Unfortunately, the bad weather was our constant companion! The wind did drop for the next two mountains, but was replaced with hailstones and heavy rain. However, the team showed immense courage and laughed, chatted and sang their way up the mountains.
It wasn’t all smooth sailing and there were some difficult times during the challenge - I guess it wouldn’t be a challenge if it was easy! The combination of long drives and long hikes with no alone time, meant we all had our own personal mountains to tackle. Low mood would creep in, sickness, lack of sleep, pain and physical exhaustion all contributed to emotions running high at times. On top of that we had van troubles to contend with - the van broke down at the bottom of Scafell Pike filled with fourteen tired and wet women, and no phone signal!
Importantly, everyone gave it their all, staying positive despite being exhausted and the difficult weather conditions. The group supported each other till the end, and witnessing such camaraderie and care for one another was incredible to experience. We had some amazing moments with beautiful views, lake swims, delicious home-cooked dinners, dancing in the vans, songs up the mountain, and long belly laughs that would shake you out of your bunk bed”
It sounded like an amazing trip and despite the less than ideal weather this quote from one of the participants really sums up how much of an immense impact it had.
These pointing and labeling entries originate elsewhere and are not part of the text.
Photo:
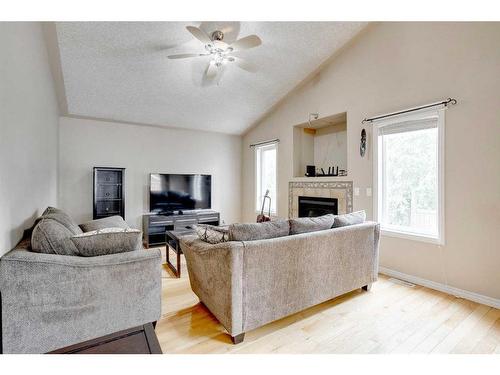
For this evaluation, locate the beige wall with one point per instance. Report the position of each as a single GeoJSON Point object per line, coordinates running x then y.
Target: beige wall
{"type": "Point", "coordinates": [142, 150]}
{"type": "Point", "coordinates": [28, 130]}
{"type": "Point", "coordinates": [400, 65]}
'I think there is a reason why they called this 'Hike for Freedom' and this is it for me: It has helped me find the freedom, the voice, the spirit and the positivity that I've been looking for... People have told me 'you can't do this', 'you can't achieve this', 'you're not this', 'you're not that', but after today, nobody will tell me 'you can't do this' or 'you can't achieve this'. I have become a professional hiker! I've smashed it! I am so glad and happy that I was in the midst of all these beautiful women and souls because the whole team has been really, really supportive of us all and you know we are very grateful.’